Seja qual for o resultado das urnas em 30 de outubro, a expectativa é que a diplomacia brasileira não terá vida fácil, uma vez que os temas ambientais e controles do desmatamento serão prioridade em negociações com europeus, assim como as pressões dos lobbies comerciais locais. Em 2021, o Brasil registrou a maior taxa anual de desmatamento desde 2006, revertendo décadas de esforços construídos desde a Rio-92, a Conferência das Nações Unidas sobre Meio Ambiente e Desenvolvimento, que marcou o primeiro compromisso assumido pelo Brasil com a responsabilidade ambiental. “A recuperação da imagem internacional do país hoje é fundamental para a construção de acordos que atendam aos interesses comerciais brasileiros”, avalia Welber Barral, ex-secretário de Comércio Exterior entre 2007 e 2011 e estrategista de comércio exterior do Banco Ourinvest.

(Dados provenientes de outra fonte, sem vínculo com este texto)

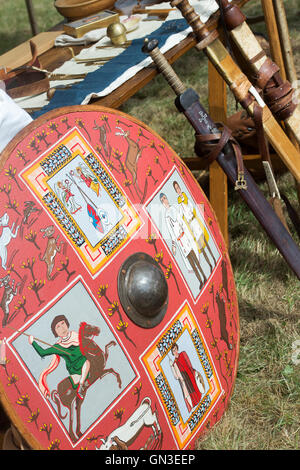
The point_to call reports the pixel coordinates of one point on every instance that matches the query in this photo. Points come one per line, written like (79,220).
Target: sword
(244,92)
(225,153)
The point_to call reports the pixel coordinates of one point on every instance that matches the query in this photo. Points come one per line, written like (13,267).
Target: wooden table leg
(273,34)
(218,189)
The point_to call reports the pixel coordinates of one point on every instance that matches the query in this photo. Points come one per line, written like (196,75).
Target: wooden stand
(218,192)
(218,111)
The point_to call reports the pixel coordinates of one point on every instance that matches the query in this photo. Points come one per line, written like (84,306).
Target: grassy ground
(265,408)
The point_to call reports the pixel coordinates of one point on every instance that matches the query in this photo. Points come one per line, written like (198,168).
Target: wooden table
(51,57)
(57,56)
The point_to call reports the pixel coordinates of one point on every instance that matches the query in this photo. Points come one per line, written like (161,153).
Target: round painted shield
(119,314)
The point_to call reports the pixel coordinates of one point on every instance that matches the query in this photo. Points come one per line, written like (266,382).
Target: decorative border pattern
(56,160)
(37,175)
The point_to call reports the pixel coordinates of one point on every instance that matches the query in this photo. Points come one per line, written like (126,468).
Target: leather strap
(277,93)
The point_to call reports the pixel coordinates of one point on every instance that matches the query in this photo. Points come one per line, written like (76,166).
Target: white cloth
(204,8)
(12,119)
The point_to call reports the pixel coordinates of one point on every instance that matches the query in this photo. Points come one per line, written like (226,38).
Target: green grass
(264,412)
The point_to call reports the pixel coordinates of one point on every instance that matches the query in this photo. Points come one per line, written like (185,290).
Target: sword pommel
(163,65)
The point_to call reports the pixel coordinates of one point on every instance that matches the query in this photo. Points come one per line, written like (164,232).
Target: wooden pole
(218,187)
(272,29)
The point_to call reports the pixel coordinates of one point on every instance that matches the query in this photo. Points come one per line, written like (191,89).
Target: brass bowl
(75,10)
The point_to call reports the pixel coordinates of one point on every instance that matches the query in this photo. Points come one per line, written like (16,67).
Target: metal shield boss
(119,313)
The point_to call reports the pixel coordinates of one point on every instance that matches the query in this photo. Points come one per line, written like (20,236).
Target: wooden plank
(218,187)
(21,54)
(274,40)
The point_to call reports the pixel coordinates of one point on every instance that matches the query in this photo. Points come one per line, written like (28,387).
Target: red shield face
(119,315)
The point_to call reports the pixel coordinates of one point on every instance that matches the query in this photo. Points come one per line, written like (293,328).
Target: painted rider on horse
(68,348)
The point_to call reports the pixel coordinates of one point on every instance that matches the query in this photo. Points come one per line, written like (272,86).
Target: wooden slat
(21,54)
(218,187)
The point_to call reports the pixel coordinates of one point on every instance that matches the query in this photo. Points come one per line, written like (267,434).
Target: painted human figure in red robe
(187,376)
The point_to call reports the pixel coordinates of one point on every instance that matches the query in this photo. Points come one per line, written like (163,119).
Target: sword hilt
(151,48)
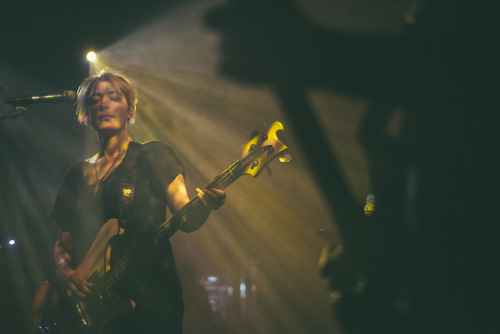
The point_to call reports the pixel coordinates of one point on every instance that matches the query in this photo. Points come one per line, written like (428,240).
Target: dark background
(435,269)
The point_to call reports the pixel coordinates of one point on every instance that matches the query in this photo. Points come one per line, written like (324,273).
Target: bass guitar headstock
(274,149)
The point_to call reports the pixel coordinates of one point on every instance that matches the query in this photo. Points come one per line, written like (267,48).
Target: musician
(150,295)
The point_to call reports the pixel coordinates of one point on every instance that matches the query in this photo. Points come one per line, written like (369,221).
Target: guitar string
(110,277)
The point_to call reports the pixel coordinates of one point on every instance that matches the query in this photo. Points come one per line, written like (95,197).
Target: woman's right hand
(74,281)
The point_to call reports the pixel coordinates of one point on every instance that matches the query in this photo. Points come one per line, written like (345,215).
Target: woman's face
(108,108)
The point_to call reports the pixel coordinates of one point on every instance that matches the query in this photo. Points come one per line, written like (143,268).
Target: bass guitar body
(108,259)
(57,311)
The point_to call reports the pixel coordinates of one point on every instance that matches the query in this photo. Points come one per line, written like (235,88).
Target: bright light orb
(91,56)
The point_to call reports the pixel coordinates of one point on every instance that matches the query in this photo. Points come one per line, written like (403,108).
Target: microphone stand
(14,113)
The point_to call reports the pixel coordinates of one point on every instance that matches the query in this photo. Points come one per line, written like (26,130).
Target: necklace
(99,180)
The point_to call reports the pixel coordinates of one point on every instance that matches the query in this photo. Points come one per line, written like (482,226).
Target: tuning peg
(285,158)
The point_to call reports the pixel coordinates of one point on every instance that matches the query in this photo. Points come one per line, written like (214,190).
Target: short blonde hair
(87,88)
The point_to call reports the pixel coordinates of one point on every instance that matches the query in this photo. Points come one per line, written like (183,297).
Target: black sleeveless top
(80,210)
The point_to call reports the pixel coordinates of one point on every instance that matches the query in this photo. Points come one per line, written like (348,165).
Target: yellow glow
(91,56)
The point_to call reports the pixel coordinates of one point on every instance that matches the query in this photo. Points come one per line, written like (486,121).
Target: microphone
(66,96)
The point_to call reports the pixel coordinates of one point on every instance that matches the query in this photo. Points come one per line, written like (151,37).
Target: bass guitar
(56,312)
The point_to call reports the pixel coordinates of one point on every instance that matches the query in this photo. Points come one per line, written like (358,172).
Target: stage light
(91,56)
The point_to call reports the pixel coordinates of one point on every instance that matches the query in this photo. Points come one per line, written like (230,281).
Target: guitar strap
(127,183)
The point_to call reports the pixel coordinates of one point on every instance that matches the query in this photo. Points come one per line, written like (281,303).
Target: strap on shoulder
(128,181)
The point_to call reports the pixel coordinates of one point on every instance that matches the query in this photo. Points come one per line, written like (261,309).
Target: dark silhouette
(420,262)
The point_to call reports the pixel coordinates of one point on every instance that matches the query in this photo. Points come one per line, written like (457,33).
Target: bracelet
(63,261)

Um dos principais argumentos do Itamaraty contra a ofensiva europeia é que a nova regra viola as disposições multilaterais definidas pela Organização Mundial do Comércio (OMC), pois não foi tratada em conjunto. No entanto, para que tal discurso seja considerado, o Brasil precisa se livrar da imagem de destruidor da natureza. “A negociação não será fácil, mas ajuda muito se houver no governo um interlocutor que seja pró-meio ambiente”, afirma Celso Lafer, ex-ministro das Relações Exteriores. “No Brasil, as medidas de sustentabilidade foram assumidas pela iniciativa privada, mas o governo tem um papel importante a cumprir.” Com suas novas medidas, a Europa ataca em um ponto particularmente sensível: a capacidade do país de fazer negócios — e lucrar — em um dos mercados mais ricos do mundo.